Recentemente, em um trabalho realizado com a sua turma do ensino médio noturno, ela abordou de forma mais contundente o sistema de cotas. Os alunos fizeram estudos de gráficos sobre o assunto, responderam questionários e debateram a questão. ''Foi interessante observar o quanto eles ficaram admirados com o fato da maioria das vagas de instituições públicas serem preenchidas por alunos provenientes de escolas particulares'', diz.
Ela também pontua que outro aspecto pertinente é a dificuldade de acesso dos alunos de escola pública a cursos considerados ''mais elitizados'', como medicina e direito. ''Teoricamente o conteúdo curricular é o mesmo, mas a estrutura e as condições de estudo são diferentes. E, infelizmente, são poucos os alunos negros que chegam a concluir o ensino médio diante da necessidade de priorizar o trabalho desde cedo'', acrescenta Celiana.
O professor de história Idevan Carlos Rossi destaca que no dia a dia escolar o bullying com foco no preconceito racial também faz parte da abordagem dos professores por uma mudança de mentalidade. ''Entre os próprios alunos negros há preconceito e precisamos trabalhar essa questão com eles. Hoje, já podemos perceber mudanças positivas; esse tipo de comportamento está diminuindo'', afirma.
O fato é comprovado pela professora de português Maria Martins Fernandes, que recorda o quanto era comum ver alguns dos seus alunos se referindo uns aos outros como ''macaquinhos''. ''O mais triste é que quando fui conversar com eles pude verificar que até mesmo em casa eles eram chamados dessa forma'', lembra, dando um exemplo de como o preconceito está naturalizado na cultura brasileira.

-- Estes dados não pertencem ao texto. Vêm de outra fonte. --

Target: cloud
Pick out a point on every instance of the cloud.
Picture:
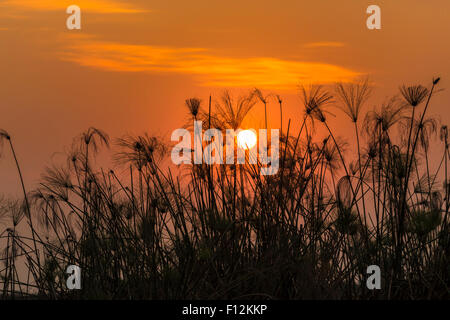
(324, 44)
(98, 6)
(207, 68)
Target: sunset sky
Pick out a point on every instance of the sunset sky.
(133, 63)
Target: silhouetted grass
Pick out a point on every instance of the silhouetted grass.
(225, 231)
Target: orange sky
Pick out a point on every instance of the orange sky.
(133, 63)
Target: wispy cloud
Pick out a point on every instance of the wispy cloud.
(98, 6)
(207, 68)
(324, 44)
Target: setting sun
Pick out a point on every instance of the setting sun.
(246, 139)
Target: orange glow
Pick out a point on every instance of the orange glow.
(246, 139)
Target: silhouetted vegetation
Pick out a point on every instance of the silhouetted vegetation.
(225, 231)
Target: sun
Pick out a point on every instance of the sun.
(246, 139)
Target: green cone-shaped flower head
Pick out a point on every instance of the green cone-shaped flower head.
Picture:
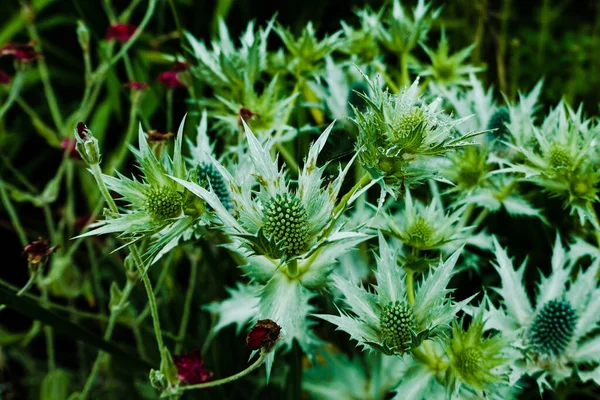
(553, 328)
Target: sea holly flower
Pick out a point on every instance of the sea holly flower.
(155, 202)
(361, 44)
(25, 53)
(207, 175)
(447, 69)
(290, 238)
(477, 363)
(120, 32)
(366, 376)
(306, 50)
(386, 320)
(400, 33)
(400, 137)
(424, 227)
(562, 161)
(38, 251)
(267, 111)
(228, 67)
(556, 332)
(190, 368)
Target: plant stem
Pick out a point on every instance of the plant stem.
(28, 285)
(14, 217)
(229, 379)
(112, 321)
(194, 260)
(410, 287)
(44, 74)
(596, 231)
(151, 298)
(404, 78)
(366, 178)
(15, 89)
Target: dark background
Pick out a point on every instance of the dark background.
(555, 40)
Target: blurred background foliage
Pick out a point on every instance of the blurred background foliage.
(516, 41)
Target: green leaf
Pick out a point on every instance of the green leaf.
(63, 325)
(55, 385)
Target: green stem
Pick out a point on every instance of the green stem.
(97, 172)
(595, 215)
(151, 298)
(15, 89)
(229, 379)
(112, 321)
(170, 110)
(194, 260)
(410, 288)
(121, 153)
(404, 78)
(366, 178)
(28, 285)
(290, 161)
(14, 217)
(103, 69)
(45, 77)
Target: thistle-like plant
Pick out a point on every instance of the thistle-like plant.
(557, 334)
(307, 51)
(228, 67)
(446, 69)
(290, 238)
(477, 363)
(401, 136)
(368, 376)
(394, 319)
(400, 33)
(563, 161)
(154, 203)
(265, 113)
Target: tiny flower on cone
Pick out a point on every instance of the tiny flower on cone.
(190, 368)
(263, 334)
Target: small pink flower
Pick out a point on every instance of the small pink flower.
(38, 251)
(170, 80)
(190, 368)
(136, 85)
(22, 52)
(68, 146)
(120, 32)
(263, 334)
(4, 78)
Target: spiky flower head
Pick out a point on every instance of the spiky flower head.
(400, 136)
(563, 161)
(228, 67)
(290, 237)
(400, 33)
(264, 112)
(423, 227)
(386, 320)
(555, 333)
(476, 361)
(153, 203)
(306, 50)
(365, 376)
(446, 69)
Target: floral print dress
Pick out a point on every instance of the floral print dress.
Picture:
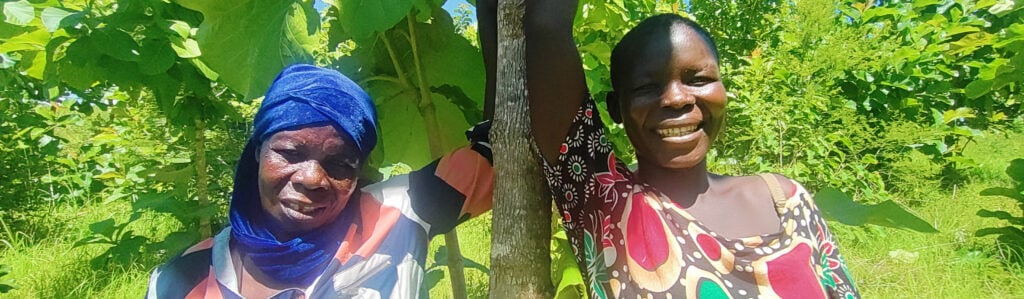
(633, 242)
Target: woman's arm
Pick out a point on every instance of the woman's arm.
(555, 80)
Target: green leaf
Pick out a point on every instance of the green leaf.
(838, 206)
(116, 43)
(52, 16)
(1016, 170)
(205, 70)
(157, 57)
(953, 115)
(1001, 7)
(180, 28)
(35, 40)
(565, 272)
(104, 227)
(18, 12)
(185, 47)
(449, 58)
(363, 18)
(248, 42)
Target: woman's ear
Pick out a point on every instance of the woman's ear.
(611, 102)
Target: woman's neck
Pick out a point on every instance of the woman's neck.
(682, 185)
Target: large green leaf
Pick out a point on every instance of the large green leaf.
(448, 57)
(248, 42)
(402, 129)
(52, 17)
(18, 12)
(361, 18)
(565, 272)
(838, 206)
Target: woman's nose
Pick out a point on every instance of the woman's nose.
(310, 175)
(676, 96)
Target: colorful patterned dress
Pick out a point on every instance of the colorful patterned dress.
(633, 242)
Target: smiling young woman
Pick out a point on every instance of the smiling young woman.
(671, 228)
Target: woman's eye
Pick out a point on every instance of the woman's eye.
(646, 88)
(290, 154)
(700, 81)
(342, 168)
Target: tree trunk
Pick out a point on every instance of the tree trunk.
(202, 178)
(520, 260)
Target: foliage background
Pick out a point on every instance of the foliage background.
(120, 121)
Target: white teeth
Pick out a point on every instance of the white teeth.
(300, 208)
(677, 131)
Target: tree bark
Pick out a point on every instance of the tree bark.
(520, 259)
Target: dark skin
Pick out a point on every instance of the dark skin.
(670, 98)
(306, 178)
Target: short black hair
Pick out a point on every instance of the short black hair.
(640, 35)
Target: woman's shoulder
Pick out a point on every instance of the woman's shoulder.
(778, 186)
(180, 273)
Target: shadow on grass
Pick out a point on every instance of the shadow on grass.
(1011, 238)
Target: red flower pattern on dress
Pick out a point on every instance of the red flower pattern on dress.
(649, 247)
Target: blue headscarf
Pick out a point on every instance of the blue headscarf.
(301, 95)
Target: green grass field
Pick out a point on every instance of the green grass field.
(885, 262)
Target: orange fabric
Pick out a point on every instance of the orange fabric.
(206, 244)
(348, 244)
(206, 289)
(377, 221)
(472, 175)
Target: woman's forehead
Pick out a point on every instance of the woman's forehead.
(327, 136)
(681, 44)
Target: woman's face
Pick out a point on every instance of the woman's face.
(306, 177)
(672, 98)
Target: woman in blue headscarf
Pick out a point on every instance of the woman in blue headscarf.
(300, 227)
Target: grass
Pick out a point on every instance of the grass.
(952, 263)
(885, 262)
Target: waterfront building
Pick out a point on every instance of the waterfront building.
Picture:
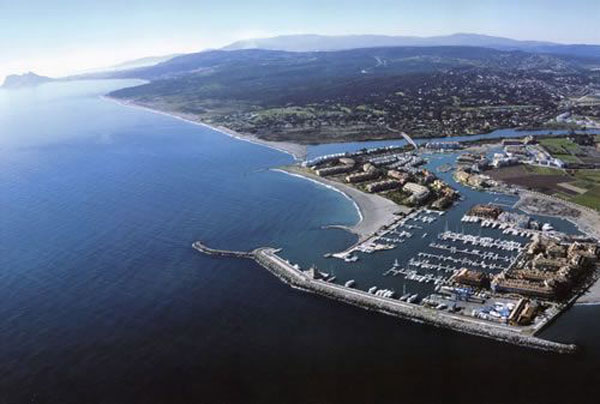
(362, 176)
(383, 185)
(323, 172)
(471, 278)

A professora de filosofia Marileide Soares de Lima, mais conhecida como Leda, ressalta que em suas aulas também procura enfocar o valor do negro no ''campo das ideias'', destacando informações como o fato de o Egito Africano ser a fonte da civilização ocidental. Vale lembrar que os sistemas teológicos e filosóficos gregos também se originaram do Egito, onde vários escritores como Sócrates, Platão, Tales, Anaxágoras e Aristóteles estudaram com sábios africanos.
''Prefiro um discurso lógico em que devo respeitar o negro não por eu ser uma boa pessoa, mas porque ele é humano, um ser racional, inteligente, com todos os problemas intrínsecos a isso, como qualquer um de nós, independente da etnia'', defende.
''O Brasil é um país de muitas desigualdades sociais e acredito que o problema de oportunidades igualitárias é mais amplo, mas de qualquer forma acho que o sistema de cotas é um paliativo necessário, embora o governo também devesse investir de forma maciça no ensino público de qualidade dentro da visão de uma educação realmente democrática'', acredita.
No ano passado, o grupo multidisciplinar também realizou uma série de atividades culturais dentro da temática de estudos das relações étnico-raciais. Jantar com comidas típicas da África, desfile de moda com roupas africanas, curso de cestaria indígena e apresentação de capoeira integraram a programação.